Two years ago, James Franklin entered Mizzou's spring football practices embroiled in a quarterback battle that a lot people thought he was going to lose. Used in a Wild Tiger type of formation a bit during Missouri's 10-3 campaign in 2010, Franklin had to go toe-to-toe with Tyler Gabbert to win the starting job. And he did. And now, he's going through something similar. Following a nasty season that saw him both get hurt repeatedly and get destroyed by Missouri fans, he is healthy and ready to battle it out with Corbin Berkstresser and Maty Mauk for the right to start in his senior season.
Franklin is an incredibly affable, painfully respectful guy. He calls everybody "sir" (or "ma'am," I guess), he smiles more than a rational human being should, and it is easy to enjoy the thought of him representing your football program. And in 2012, he was beset with Kirk Farmer-esque injury luck; you can count his healthy quarters on two hands -- the SE Louisiana game, a couple of quarters in the Georgia game, a couple of drives in the Vanderbilt game, the first 2-3 quarters in the Syracuse game. He was mostly awful last season, but of course he was. He never had a chance.
The missed opportunities didn't help. Franklin was personally victimized by Georgia's Jarvis Jones twice in the fourth quarter; Jones picked him off, then sacked and stripped him, and the resulting turnovers turned a 27-20 game into a 41-20 game. And against Florida, offensive coordinator David Yost's most well-called game of the season, Franklin's footwork was altered by a wonky knee, and he missed a host of (surprisingly) open receivers in a seven-point loss. He rebounded against Tennessee; he was moving like an old man, but he led a second-half comeback and brilliant overtime win regardless. It looked like the season had turned around until a fourth injury, a concussion, knocked him out in the final stages of the Syracuse game. (Berkstresser entered that game and played perfectly well, of course; it was the defense that ended up losing that game for Missouri.)

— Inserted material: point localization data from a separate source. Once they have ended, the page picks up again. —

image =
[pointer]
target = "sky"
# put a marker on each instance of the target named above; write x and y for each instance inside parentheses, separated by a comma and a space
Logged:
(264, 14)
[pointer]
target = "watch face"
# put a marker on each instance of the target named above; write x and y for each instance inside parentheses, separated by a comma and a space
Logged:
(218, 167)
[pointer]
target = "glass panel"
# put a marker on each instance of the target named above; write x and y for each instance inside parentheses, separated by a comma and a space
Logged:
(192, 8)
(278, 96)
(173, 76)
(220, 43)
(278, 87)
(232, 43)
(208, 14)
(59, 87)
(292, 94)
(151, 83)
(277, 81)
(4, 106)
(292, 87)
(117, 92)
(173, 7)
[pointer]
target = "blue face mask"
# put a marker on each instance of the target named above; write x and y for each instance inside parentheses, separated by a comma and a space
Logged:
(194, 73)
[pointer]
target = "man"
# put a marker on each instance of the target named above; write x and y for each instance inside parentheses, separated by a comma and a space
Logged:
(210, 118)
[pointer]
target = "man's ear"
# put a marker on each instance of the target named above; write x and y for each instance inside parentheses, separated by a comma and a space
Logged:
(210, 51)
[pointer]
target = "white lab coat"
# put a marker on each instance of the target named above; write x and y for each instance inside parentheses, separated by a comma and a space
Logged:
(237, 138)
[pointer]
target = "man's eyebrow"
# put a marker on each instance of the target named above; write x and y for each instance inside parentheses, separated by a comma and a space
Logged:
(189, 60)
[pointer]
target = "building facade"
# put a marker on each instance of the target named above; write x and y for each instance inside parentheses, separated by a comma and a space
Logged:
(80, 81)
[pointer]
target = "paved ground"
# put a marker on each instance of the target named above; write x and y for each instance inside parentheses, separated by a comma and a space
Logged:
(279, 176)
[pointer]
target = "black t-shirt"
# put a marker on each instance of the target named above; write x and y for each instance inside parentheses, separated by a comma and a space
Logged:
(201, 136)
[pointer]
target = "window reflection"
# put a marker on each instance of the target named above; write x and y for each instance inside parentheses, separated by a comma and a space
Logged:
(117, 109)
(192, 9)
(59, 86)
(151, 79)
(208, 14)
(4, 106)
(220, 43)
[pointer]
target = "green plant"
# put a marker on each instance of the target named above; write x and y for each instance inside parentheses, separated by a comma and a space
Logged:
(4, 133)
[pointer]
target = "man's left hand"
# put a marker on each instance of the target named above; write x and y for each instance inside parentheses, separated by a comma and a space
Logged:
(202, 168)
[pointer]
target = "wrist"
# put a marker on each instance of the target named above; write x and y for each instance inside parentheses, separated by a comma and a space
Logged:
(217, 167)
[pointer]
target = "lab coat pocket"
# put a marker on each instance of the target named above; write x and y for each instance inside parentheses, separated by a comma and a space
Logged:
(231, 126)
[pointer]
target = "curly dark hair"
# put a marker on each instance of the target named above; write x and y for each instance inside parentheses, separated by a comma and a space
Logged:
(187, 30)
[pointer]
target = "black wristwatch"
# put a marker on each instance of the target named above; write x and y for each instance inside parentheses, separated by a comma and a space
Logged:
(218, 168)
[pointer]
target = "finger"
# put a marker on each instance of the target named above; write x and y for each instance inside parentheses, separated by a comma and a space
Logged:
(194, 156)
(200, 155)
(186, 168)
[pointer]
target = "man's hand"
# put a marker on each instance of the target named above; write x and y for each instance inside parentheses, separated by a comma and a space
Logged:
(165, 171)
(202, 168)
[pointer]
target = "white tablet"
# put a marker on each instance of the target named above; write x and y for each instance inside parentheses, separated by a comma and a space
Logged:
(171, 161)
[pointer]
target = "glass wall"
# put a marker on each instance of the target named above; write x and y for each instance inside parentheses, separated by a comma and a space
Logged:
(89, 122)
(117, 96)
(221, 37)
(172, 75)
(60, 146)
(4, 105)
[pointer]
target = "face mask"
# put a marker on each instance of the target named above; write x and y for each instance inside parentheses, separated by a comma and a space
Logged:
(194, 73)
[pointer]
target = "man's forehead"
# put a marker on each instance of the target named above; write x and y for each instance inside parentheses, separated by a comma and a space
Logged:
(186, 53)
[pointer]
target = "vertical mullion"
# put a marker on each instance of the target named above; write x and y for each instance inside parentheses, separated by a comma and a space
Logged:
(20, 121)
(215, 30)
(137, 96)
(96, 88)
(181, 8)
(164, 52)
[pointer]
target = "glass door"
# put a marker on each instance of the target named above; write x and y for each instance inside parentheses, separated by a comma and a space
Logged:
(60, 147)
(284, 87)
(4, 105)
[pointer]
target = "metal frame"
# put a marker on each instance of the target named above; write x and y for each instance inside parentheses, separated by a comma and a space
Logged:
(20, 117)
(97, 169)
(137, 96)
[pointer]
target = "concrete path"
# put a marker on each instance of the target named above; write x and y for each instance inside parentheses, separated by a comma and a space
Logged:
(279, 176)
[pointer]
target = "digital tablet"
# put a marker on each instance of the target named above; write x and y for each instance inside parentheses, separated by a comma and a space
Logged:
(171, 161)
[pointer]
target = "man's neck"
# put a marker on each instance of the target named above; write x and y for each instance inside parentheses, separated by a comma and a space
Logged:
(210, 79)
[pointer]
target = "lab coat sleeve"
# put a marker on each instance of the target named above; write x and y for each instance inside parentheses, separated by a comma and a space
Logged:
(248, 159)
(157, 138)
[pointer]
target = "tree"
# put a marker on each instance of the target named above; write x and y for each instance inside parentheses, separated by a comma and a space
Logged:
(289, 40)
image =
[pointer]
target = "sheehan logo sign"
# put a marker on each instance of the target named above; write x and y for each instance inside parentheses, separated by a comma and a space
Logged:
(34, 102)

Heading into 2013, Franklin gets one last opportunity to prove himself. Fans and writers alike seem to assume Maty Mauk will overtake him for the starting job at this point, and who knows, maybe he will. But most seem to be basing that assumption not on Mauk's talents (which few have actually seen) but on the simple fact that he's not James Franklin or Corbin Berkstresser. It is a trap that has snared people since football began: the quarterback you haven't seen must be better than the one you have.
Make no mistake: If Mauk wins the job, it will be because he's a pretty damn good quarterback. That's what it will take to beat out a healthy James Franklin. For this reason, I almost hope Mauk wins the job. It would mean pretty damn good things for the football team as a whole. But in the end, I expect Franklin to hold off his challengers, and I expect him to play reasonably well in 2013. I don't know what his ceiling is in the SEC, but I know that if he stays healthy and once again hints at the potential he showed in 2011, when he was a solid runner, steady leader and accurate passer (who, yes, let mistakes get the best of him at times), I'll feel pretty comfortable about the MIzzou offense this fall. As long as the damn line stays healthy this time around, anyway.
(Honestly, I'm much more worried about the defense. But we'll get to that at a later date.)